The ATO is reviewing arrangements where individuals (at or approaching retirement age) purport to divert personal services income (PSI) to a self managed superannuation fund (SMSF) to minimise or avoid income tax obligations, as described in Taxpayer Alert TA 2016/6 Diverting personal services income to self managed superannuation funds.
Taxpayers who have entered into a similar arrangement are encouraged to contact the ATO so it can help resolve any issues in a timely manner and minimise the impact on the individual and the fund. Where individuals and trustees come forward to work with the ATO on resolving issues, it anticipates that in most cases the PSI distributed to the SMSF by the non-individual entity would be taxed to the individual at their marginal tax rate.
The ATO will address issues affecting SMSFs on a case-by-case basis, but it will take individuals' cooperation into account when determining final outcomes. Individuals and trustees who are not currently subject to ATO compliance action and who come forward before 31 January 2017 will have administrative penalties remitted in full. However, shortfall interest charges will still apply.
The ATO can be contacted by email at: SMSFStrategicCampaigns@ato.gov.au
(with "TA 2016/6" in the subject line).
On 29 April 2016, the ATO issued Taxpayer Alert TA 2016/6 to warn individuals about arrangements purporting to divert PSI to an SMSF to avoid paying tax at personal marginal rates.
Arrangements of concern
The ATO said it is reviewing arrangements whereby individuals (typically SMSF members at or approaching retirement age) perform services for a client but do not directly receive any (or adequate) consideration for the services. Rather, the client remits the consideration for the services to a company, trust or other non-individual entity (including an unrelated third party). That entity then distributes the income to the individual's SMSF, purportedly as a return on an investment in the entity. The SMSF treats the income as subject to concessional tax (15%) or as exempt current pension income.
Other variations of the arrangement include the income being remitted by the entity to the SMSF via a written or an oral agreement between the entity and SMSF, instead of as a return on an investment. The SMSF may also record the income from multiple entities or through a chain of entities. Alternatively, the entity may distribute the income to more than one SMSF of which the individual or associates are members.
The Commissioner considers that the arrangements may be ineffective at alienating income such that it remains the assessable income of the individual under s 6-5 of the Income Tax Assessment Act 1997 (ITAA 1997) or PSI. The ATO also warns that Pt IVA may apply.
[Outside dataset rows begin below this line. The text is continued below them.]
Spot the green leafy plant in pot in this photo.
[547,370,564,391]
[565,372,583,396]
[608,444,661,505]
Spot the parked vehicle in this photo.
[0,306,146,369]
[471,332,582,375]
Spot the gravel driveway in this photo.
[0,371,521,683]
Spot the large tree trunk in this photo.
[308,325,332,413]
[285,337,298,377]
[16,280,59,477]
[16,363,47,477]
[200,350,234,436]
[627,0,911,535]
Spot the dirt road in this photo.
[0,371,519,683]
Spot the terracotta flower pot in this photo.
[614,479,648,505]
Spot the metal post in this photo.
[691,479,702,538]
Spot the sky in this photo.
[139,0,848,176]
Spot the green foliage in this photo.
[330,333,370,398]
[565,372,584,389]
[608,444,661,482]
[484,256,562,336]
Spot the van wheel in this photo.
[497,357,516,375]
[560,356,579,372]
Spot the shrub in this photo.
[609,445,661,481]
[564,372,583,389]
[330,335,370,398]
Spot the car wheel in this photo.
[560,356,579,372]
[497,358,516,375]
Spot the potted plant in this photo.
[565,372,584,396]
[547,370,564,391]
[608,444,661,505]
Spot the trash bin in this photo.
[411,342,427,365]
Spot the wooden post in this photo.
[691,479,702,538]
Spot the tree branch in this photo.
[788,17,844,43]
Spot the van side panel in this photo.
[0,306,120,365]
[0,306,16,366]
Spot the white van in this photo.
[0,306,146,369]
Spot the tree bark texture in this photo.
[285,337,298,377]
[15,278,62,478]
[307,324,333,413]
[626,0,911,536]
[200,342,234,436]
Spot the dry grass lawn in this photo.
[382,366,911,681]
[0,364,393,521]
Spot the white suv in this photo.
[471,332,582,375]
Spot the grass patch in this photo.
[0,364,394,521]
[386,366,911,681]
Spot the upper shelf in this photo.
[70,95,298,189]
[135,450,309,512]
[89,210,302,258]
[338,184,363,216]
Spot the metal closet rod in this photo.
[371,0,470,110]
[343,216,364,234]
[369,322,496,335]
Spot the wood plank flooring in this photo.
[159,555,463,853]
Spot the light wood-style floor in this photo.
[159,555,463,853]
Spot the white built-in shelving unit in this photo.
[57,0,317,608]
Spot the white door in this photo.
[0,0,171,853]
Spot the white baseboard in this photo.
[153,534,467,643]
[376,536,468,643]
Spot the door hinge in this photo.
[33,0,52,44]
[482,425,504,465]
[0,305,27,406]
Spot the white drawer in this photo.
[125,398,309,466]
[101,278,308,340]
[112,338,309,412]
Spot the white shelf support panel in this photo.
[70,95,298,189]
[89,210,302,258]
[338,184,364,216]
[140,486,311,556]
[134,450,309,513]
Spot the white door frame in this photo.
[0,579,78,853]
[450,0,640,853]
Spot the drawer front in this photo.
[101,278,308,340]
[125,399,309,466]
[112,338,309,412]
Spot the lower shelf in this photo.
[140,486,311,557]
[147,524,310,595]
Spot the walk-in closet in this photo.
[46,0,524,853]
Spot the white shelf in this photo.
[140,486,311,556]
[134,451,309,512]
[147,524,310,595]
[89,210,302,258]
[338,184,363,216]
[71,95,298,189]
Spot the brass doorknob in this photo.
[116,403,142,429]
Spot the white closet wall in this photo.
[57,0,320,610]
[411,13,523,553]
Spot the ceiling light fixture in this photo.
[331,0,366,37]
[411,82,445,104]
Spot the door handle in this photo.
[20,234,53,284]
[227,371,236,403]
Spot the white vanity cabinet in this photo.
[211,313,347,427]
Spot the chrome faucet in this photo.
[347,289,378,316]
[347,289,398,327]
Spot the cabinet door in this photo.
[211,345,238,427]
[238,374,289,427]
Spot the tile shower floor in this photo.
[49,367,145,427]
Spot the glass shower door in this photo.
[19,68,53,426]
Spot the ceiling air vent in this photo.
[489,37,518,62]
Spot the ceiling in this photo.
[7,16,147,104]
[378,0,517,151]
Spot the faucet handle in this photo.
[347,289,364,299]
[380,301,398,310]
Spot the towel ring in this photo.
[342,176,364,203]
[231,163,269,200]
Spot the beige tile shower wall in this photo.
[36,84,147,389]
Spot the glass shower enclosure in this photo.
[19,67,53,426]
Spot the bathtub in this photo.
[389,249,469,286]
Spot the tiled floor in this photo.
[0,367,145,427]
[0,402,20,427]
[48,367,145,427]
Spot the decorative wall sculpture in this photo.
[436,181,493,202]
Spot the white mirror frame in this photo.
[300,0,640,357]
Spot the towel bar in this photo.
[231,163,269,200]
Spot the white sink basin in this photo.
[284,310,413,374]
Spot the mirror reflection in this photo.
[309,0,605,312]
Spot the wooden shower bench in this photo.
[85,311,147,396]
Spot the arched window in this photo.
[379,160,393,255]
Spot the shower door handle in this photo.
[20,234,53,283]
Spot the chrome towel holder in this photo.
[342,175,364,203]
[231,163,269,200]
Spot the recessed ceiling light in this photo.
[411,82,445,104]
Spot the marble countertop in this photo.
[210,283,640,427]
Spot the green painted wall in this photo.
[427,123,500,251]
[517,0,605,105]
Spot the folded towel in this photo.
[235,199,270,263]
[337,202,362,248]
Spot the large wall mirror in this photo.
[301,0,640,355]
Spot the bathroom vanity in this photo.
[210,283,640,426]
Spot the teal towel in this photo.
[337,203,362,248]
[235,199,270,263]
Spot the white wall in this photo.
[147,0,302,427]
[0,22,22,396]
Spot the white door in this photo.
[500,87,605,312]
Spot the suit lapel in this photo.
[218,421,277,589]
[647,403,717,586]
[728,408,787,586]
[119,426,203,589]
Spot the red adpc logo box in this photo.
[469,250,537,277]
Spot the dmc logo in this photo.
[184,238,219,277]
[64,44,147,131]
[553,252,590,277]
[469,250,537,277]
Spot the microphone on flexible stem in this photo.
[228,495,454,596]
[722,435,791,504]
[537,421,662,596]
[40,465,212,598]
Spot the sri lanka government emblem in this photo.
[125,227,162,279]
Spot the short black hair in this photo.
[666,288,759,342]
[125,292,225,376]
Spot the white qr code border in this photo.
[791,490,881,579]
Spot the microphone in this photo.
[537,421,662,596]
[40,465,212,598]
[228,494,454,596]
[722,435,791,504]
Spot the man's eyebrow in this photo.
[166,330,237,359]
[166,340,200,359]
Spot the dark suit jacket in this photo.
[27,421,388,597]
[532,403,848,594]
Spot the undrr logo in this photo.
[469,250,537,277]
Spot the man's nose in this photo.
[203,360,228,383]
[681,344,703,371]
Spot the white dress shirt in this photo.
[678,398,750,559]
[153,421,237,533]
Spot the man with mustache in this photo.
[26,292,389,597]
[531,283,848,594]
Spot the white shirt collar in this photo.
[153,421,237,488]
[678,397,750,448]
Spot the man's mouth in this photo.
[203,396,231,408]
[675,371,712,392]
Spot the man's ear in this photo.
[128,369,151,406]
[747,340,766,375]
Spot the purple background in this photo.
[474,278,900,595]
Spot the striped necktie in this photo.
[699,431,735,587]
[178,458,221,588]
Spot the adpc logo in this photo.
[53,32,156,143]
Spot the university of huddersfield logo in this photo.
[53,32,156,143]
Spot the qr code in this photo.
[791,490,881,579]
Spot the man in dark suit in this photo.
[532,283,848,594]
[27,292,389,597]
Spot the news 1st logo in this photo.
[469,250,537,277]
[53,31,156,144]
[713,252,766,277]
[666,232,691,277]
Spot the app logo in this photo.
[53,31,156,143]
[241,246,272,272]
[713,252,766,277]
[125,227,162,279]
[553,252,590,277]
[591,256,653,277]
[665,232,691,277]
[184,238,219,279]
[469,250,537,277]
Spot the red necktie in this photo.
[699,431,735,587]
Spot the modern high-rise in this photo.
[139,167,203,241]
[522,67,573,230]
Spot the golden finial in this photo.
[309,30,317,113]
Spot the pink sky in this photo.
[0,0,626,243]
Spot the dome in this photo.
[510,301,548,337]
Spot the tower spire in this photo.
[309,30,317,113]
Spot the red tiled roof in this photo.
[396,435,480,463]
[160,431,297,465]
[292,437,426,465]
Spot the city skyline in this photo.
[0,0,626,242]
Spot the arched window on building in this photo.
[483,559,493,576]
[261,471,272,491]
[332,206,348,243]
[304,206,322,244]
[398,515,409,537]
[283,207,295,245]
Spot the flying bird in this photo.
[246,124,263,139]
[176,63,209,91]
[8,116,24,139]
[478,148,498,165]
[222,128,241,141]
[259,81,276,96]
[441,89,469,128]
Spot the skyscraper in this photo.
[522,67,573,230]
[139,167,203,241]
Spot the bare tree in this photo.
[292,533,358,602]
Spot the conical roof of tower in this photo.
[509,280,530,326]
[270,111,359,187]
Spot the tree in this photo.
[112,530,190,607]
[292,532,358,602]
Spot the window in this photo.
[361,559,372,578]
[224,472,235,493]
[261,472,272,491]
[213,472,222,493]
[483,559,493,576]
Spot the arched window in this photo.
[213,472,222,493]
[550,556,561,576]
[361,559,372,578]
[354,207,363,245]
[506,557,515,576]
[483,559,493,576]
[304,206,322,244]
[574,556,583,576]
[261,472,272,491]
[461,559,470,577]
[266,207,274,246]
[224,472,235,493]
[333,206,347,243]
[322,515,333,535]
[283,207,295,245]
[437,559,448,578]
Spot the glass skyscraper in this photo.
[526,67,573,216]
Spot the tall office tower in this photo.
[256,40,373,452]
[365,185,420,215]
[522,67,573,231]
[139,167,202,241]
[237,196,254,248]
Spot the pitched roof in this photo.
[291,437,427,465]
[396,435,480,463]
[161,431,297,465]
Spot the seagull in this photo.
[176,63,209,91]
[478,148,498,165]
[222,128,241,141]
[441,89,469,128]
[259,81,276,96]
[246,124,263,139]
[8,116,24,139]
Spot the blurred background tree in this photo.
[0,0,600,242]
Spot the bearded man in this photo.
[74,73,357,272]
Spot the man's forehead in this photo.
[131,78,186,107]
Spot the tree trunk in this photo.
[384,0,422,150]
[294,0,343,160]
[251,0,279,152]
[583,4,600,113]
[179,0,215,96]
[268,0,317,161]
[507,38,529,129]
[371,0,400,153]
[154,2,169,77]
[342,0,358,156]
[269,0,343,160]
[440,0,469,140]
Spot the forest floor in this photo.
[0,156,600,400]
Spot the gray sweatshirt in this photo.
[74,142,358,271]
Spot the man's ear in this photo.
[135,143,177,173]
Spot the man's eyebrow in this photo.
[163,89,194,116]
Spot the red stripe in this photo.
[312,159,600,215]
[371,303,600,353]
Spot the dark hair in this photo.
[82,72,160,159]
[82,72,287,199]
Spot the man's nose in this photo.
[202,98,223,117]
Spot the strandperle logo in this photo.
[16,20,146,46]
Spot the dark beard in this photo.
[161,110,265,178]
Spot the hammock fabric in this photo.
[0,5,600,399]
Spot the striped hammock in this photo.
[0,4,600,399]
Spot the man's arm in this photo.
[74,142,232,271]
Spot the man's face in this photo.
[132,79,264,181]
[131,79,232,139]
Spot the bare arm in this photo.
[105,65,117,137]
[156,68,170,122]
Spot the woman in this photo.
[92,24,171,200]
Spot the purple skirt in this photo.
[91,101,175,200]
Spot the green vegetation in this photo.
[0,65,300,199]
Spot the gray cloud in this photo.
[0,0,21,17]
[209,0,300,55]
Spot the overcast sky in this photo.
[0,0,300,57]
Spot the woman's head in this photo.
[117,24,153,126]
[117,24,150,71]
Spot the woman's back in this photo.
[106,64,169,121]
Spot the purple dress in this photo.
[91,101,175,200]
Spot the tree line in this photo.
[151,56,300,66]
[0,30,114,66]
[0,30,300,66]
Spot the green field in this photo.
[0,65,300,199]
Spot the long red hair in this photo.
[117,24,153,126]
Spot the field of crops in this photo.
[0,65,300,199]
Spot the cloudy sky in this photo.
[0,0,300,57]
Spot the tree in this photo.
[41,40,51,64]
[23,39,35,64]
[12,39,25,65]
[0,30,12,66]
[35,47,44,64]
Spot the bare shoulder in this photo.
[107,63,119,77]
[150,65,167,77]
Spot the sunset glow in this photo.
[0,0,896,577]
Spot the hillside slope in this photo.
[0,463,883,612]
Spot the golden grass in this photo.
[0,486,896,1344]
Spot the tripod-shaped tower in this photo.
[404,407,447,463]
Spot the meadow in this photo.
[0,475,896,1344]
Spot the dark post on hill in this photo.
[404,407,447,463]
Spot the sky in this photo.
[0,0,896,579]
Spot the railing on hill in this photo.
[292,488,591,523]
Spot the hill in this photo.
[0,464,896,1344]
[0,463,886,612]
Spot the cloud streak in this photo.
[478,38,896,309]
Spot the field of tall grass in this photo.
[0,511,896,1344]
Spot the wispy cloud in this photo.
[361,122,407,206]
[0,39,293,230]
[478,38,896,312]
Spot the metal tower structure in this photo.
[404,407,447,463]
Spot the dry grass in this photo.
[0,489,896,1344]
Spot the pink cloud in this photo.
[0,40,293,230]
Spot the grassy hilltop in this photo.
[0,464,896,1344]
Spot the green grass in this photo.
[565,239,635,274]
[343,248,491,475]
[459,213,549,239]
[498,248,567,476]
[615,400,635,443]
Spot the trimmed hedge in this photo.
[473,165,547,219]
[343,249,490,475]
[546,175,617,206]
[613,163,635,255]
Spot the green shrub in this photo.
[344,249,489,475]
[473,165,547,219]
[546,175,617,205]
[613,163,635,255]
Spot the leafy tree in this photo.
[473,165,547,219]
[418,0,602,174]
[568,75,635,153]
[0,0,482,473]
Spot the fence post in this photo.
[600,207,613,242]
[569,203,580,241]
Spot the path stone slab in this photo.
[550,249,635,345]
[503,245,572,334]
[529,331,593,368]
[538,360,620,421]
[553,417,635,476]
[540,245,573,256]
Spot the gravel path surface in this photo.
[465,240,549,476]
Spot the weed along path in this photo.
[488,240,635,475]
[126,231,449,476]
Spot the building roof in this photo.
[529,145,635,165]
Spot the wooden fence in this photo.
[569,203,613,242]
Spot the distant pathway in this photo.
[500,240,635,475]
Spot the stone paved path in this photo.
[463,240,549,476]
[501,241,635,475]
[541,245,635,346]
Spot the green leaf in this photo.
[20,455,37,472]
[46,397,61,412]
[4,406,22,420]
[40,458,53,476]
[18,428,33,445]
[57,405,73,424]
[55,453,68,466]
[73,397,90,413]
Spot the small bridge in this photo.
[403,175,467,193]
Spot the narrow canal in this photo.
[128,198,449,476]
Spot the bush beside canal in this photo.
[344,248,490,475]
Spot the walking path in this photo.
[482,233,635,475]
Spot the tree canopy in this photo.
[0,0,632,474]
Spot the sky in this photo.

The amounts received by the SMSF may also constitute non-arm's length income of the SMSF under s 295-550 of ITAA 1997, and therefore be taxable at 47%. Other compliance issues include:
Source: ATO, Taxpayer Alert TA 2016/6, 29 April 2016, https://www.ato.gov.au/law/view/document?DocID=TPA/TA20166/NAT/ATO/00001.
- that the amounts received by the SMSF may be a contribution and generate excess contributions tax consequences for the individual; and
- superannuation regulatory issues – the arrangement may breach the sole purpose test under s 62 of the Superannuation Industry (Supervision) Act 1993 (SIS Act). Such breaches of the SIS Act may lead to the SMSF being made non-complying or to the disqualification of an individual as a trustee.